Not all experts agree with Grimmelmann. Pam Samuelson, professor of law and information at UC Berkeley, writes in an email that copyright infringement is “about use of another’s expression in a way that undercuts the author’s ability to get appropriate remuneration for the value of the unauthorized use. One sentence verbatim is probably not infringement.”

Bhamati Viswanathan, a faculty fellow at New England Law, says she’s skeptical the summary passes a threshold of substantial similarity usually necessary for a successful infringement claim, though she doesn’t think that’s the end of the matter. “It certainly should not pass the sniff test,” she wrote in an email. “I would argue that it should be enough to get your case past the motion to dismiss threshold—particularly given all the signs you had of actual stuff being copied.”

In all, though, she argues that focusing on the narrow technical merits of such claims may not be the right way to think about things, as tech companies can adjust their practices to honor the letter of dated copyright laws while still grossly violating their purpose. She believes an entirely new legal framework may be necessary to correct for market distortions and promote the underlying aims of US intellectual property law, among them to allow people to financially benefit from original creative work like journalism so that they’ll be incentivized to produce it—with, in theory, benefits to society.
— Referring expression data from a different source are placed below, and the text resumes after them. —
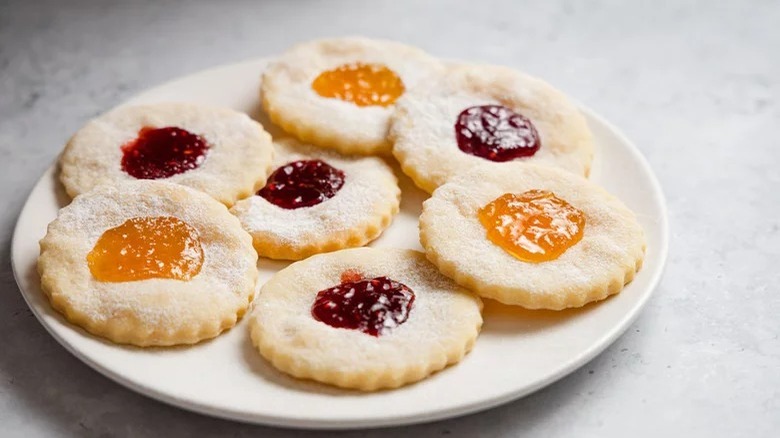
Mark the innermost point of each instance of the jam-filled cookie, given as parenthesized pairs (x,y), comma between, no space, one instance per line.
(216,150)
(318,201)
(364,318)
(339,93)
(533,236)
(148,263)
(473,115)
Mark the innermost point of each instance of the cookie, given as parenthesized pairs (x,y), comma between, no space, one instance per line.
(148,263)
(218,151)
(364,318)
(319,201)
(473,115)
(532,236)
(339,93)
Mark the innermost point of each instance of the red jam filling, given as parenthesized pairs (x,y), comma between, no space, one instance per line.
(496,133)
(302,184)
(163,152)
(374,306)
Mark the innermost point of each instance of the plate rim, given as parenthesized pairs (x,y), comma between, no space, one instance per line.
(604,341)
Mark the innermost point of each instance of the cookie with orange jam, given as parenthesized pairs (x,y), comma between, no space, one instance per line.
(483,115)
(339,93)
(219,151)
(318,200)
(148,263)
(533,236)
(364,318)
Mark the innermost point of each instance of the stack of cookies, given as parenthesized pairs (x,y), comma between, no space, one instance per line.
(174,203)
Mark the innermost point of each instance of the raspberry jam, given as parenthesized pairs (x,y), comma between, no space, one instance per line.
(163,152)
(496,133)
(147,247)
(302,184)
(361,84)
(374,306)
(535,226)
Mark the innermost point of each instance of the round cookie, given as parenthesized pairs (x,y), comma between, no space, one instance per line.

“There are, in my opinion, strong arguments to support the intuition that generative AI is predicated upon large scale copyright infringement,” she writes. “The opening ante question is, where do we go from there? And the greater question in the long run is, how do we ensure that creators and creative economies survive? Ironically, AI is teaching us that creativity is more valuable and in demand than ever. But even as we recognize this, we see the potential for undermining, and ultimately eviscerating, the ecosystems that enable creators to make a living from their work. That’s the conundrum we need to solve—not eventually, but now.”